Picture of Nadia Elysse
US Editorial Team Lead
Updated: 15 August 2017
Whether you’re just headed outside your house or traveling to one of the many prime locations on the “path of totality” to view the Aug. 21 solar eclipse, don’t forget to protect your eyes.

“Depending on the sky conditions, it only takes about a minute and a half for your eyes to be permanently damaged, and the damage is cumulative, meaning you don’t have to stare at the sun without looking away for it to be harmful — you may just be taking quick glances, but it’s still damaging your eye,” Angela Fritz of the Washington Post says.

It’s being called the “Great American Eclipse,” with people traveling from all around the world to catch a glimpse. It will be the first total eclipse in the United States since 1979 and science nerds and everyday Joes alike are pretty excited. There are old-school atlases, apps, and “sunoculars” being sold across the country in preparation. But the most important item on your solar eclipse must-buy list, doctors warn, should be protective eyewear.

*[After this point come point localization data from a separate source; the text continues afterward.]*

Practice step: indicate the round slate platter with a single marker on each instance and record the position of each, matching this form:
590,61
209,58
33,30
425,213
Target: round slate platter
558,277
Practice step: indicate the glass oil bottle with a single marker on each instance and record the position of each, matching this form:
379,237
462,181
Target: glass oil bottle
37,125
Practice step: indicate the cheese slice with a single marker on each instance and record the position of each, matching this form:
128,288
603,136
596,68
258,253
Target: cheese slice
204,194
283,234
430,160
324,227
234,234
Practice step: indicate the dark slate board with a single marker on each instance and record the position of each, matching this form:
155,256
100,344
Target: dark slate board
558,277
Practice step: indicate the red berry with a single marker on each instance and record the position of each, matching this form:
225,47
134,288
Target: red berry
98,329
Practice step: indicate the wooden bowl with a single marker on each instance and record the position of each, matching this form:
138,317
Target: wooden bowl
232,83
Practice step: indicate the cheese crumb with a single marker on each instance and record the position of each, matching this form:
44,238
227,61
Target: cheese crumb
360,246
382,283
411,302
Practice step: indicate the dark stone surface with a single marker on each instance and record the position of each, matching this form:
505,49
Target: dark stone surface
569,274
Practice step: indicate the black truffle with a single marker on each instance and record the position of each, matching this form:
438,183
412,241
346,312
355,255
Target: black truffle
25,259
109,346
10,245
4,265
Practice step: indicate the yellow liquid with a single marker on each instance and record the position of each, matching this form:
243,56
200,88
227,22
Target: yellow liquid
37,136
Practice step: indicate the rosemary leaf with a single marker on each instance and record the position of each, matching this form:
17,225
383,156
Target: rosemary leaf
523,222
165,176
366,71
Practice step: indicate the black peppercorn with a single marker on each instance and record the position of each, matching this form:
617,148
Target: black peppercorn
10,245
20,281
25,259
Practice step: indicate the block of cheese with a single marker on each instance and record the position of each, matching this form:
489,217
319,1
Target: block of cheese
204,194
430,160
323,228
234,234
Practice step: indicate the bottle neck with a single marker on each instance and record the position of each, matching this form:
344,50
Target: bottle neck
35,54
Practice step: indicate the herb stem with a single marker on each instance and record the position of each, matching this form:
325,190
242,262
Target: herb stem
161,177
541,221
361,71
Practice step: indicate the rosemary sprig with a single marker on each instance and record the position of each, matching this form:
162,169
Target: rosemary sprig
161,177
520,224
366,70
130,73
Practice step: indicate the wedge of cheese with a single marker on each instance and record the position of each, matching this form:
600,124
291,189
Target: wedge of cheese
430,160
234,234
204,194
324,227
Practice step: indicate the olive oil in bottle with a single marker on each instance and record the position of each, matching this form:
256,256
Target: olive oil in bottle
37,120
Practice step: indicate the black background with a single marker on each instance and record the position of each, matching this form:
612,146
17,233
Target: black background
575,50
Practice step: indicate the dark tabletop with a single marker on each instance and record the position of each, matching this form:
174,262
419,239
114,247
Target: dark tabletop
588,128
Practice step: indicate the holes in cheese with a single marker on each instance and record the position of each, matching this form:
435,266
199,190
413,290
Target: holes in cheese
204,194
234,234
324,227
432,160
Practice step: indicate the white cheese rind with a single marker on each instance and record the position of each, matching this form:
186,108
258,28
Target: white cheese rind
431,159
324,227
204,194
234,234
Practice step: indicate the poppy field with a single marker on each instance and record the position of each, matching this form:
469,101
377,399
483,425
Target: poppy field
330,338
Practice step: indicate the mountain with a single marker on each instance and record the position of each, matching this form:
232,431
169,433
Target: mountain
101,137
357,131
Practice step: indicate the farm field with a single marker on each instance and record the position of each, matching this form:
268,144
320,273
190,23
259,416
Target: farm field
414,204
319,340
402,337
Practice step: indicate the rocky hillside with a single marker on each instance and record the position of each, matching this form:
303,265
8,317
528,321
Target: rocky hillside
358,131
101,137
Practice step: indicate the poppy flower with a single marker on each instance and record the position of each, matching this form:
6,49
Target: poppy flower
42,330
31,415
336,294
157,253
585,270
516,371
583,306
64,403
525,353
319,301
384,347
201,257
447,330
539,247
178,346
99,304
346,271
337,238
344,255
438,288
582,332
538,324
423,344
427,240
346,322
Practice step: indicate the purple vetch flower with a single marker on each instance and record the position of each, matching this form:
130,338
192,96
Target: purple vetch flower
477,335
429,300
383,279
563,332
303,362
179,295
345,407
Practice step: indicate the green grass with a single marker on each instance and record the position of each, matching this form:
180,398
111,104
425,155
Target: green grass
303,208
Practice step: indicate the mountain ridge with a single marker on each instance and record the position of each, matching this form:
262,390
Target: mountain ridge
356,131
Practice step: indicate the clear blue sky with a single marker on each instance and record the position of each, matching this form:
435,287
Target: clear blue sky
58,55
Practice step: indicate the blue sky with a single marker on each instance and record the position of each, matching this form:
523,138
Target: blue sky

Special solar eclipse sunglasses are selling out at major retailers including Walmart, REI, and Best Buy. Amazon still has a few available. But if you don’t want to pay money for eyewear for the 14-state event, there are millions of free pairs available for pick-up at your local library.

“With support from NASA, Google, and the Gordon and Betty Moore Foundation, the Space Science Institute’s STAR_Net initiative has distributed more than 2 million ISO-compliant safe solar eclipse glasses to more than 6,900 libraries all across the U.S.,” the American Astronomical Society said.

Eye damage, or solar retinopathy, from looking directly at the sun during the eclipse could be permanent. The intensity of the sun coming in contact with the human eye, even for just a few seconds, has been compared to holding a magnifying glass over a leaf—it’s going to burn.

“Just like your mom always told you: ‘You don’t look at the sun.’ Next Monday, it’s no different,” optometrist Dr. Luke Wagoner told WSLS10.